After WSDOT’s new pavement layer is finished, additional freeway lane closures are expected the July 16-19 and Aug. 6-9 weekends, Pearce said, as the focus shifts to expansion joints between elevated road decks.

Over the next two years, 40 steel-covered joints will be replaced. Each requires 55 hours of work, as workers chip away old steel edges and insert waterproof silicone joint fillings.

WSDOT performed the same improvements in August 2007 in the northbound Sodo lanes of I-5. The road surface cures in only three to four hours, and it’s more watertight than conventional concrete. After 14 years, the polymer concrete remains in excellent shape.

The southbound lanes needed work a decade ago. But money was tight, as the agency and Legislature devoted new gas-tax dollars to launch the Highway 520 rebuild and the Highway 99 tunnel.

This year’s work is covered by an 11.9-cent gas tax increase the Legislature passed in 2015. C.A. Carey of Issaquah is prime contractor for the $27.5 million job.

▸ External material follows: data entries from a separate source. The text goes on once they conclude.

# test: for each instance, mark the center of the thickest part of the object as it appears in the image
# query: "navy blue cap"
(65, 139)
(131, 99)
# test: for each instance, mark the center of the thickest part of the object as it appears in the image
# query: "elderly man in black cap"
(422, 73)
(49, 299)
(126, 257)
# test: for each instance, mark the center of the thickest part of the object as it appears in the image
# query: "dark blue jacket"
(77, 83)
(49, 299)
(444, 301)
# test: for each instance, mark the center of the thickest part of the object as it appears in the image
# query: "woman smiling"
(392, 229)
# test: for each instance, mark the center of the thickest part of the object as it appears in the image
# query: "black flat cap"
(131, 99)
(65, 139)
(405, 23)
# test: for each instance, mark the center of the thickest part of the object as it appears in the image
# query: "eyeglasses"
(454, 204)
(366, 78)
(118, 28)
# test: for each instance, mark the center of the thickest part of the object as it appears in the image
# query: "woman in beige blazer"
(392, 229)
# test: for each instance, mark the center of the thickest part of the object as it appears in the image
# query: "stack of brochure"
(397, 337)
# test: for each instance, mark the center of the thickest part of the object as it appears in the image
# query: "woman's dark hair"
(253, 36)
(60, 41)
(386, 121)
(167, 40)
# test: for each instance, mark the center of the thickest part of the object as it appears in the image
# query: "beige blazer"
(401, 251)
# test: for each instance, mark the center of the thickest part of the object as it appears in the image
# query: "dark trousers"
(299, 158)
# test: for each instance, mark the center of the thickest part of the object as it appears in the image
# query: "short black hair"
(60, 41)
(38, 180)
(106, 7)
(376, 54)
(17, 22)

“Most people don’t think about it, but this section of I-5 is a bridge supported by columns and has expansion joints to help the bridge adjust to changes in weather and the weight of vehicles,” said WSDOT Project Engineer James Harper in an announcement. “We’ve had to do several emergency repairs on joints in this area in the middle of workdays during the past few months. Replacing these joints during planned closures will reduce the need for emergency repairs.”

Broken steel joint covers sprung into I-5’s Sodo traffic lanes in 2014 and 2015, requiring emergency repairs and blocking traffic for miles. WSDOT has repaved segments of I-5 since then but others remain bumpy, including the Ship Canal Bridge.